Which brings us back to confronting and dealing with what keeps us from being able to love people, the way Jesus did.

That old thing.
red line embellished

Image: “Irises in the Botanical Garden,” Kor!An (Андрей Корзун), CC BY-SA 3.0, via Wikimedia Commons

9 responses to “The Same Old Thing”

  1. Thank you for drilling down to the basics. As a famous person once said, “Judge not…” Thx, L

    Sent from the all new AOL app for Android

    Liked by 1 person

    • Thanks, Larry! All that said, I do understand and support the desire to let people know that the congregation is a “safe space” for folks who might not find it elsewhere in our area. Since that’s how all this got started, I think. And the desire to be telling the truth about that, at least mostly. 🙂


    • I know! I guess if it were easy, we’d all already be better at it. Thank God for grace, I guess. And hopefully people actually do find some of that at church! 😉

      Liked by 1 person

      • idk Tim, I’m pretty sure we Reformed could give you all a run for your money in the grace denial department … not that it’s a competition or anything. [There’s a trophy case we wouldn’t want to see, eh?]

        Liked by 1 person

  2. Your post today is such a good reminder for those of us who have been members of the same church for many years. We tend to forget how it is to be the first-time or even tenth-time visitor. I’m just now going back to in-person worship, and I’m finding that there are a lot of “new” people at church who started coming during the pandemic. With our masks off now, it’s time for us to cheerfully greet and introduce ourselves to those we don’t know and make sure they feel welcome and accepted. I think every church thinks it’s a welcoming church, but it’s been my experience that some aren’t friendly at all. It’s up to me to do my part to make sure everyone feels welcome at the church I attend.

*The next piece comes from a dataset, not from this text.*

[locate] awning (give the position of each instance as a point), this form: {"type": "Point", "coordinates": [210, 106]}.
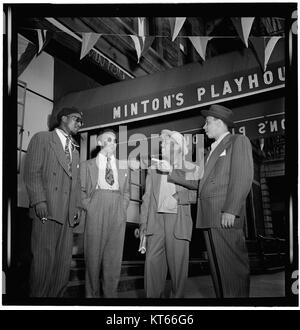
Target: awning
{"type": "Point", "coordinates": [222, 78]}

I can’t assume that others will engage with visitors — so I don’t need to.

    Liked by 1 person

    • So true! Thanks, Janet, for pointing this out. It reminds me of something someone said about our church once, years ago – that when family members came, who seldom appeared in church, they were especially likely to be ignored – because everyone kind of acted like “well, their family’s taking care of them.” It’s like we have our lanes, and we swim in them. Best wishes on the cheerful greetings!!